Originally a gift from France, the Statue of Liberty was unveiled in 1886. This guide provides access to materials related to the “Statue of Liberty” in the Chronicling America digital collection of historic newspapers.
Chronicling America is a searchable digital collection of historic newspaper pages from 1777-1963 sponsored jointly by the National Endowment for the Humanities and the Library of Congress.
Included in the website is the Directory of US Newspapers in American Libraries, a searchable index to newspapers published in the United States since 1690, which helps researchers identify what titles exist for a specific place and time, and how to access them.
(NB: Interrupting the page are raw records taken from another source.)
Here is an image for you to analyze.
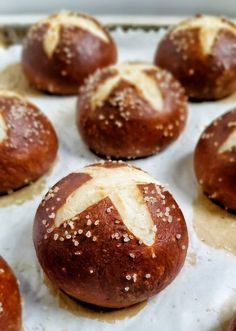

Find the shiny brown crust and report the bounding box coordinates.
[154,15,236,100]
[33,162,188,308]
[22,12,117,94]
[0,256,22,331]
[194,109,236,210]
[227,314,236,331]
[77,63,187,159]
[0,94,58,194]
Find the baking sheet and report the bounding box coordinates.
[0,29,236,331]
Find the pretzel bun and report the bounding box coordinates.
[194,109,236,210]
[0,255,21,331]
[22,11,117,94]
[77,63,187,159]
[227,314,236,331]
[33,162,188,308]
[0,91,57,194]
[154,15,236,100]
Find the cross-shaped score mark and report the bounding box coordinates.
[38,12,109,57]
[55,166,158,246]
[218,128,236,154]
[173,16,236,54]
[91,64,163,111]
The unveiling of the Statue of Liberty in 1886 forever changed the New York skyline. Designed by Frederic Bartholdi, the statue was a gift from France – although Americans raised the funds for the pedestal she stands on. Only dignitaries were invited to attend the statue’s official dedication ceremony, but an estimated one million people took part in a parade and festivities around New York to mark the occasion. Read more about it!
The information in this guide focuses on primary source materials found in the digitized historic newspapers from the digital collection Chronicling America.
The timeline below highlights important dates related to this topic and a section of this guide provides some suggested search strategies for further research in the collection.
Statue's head and plans for completion placed on display at Paris World's Fair, Exposition Universelle.
Fundraising efforts, spurred on by Joseph Pulitzer, collect money to complete pedestal.
October 28, 1886
Dedication ceremony, presided over by President Grover Cleveland.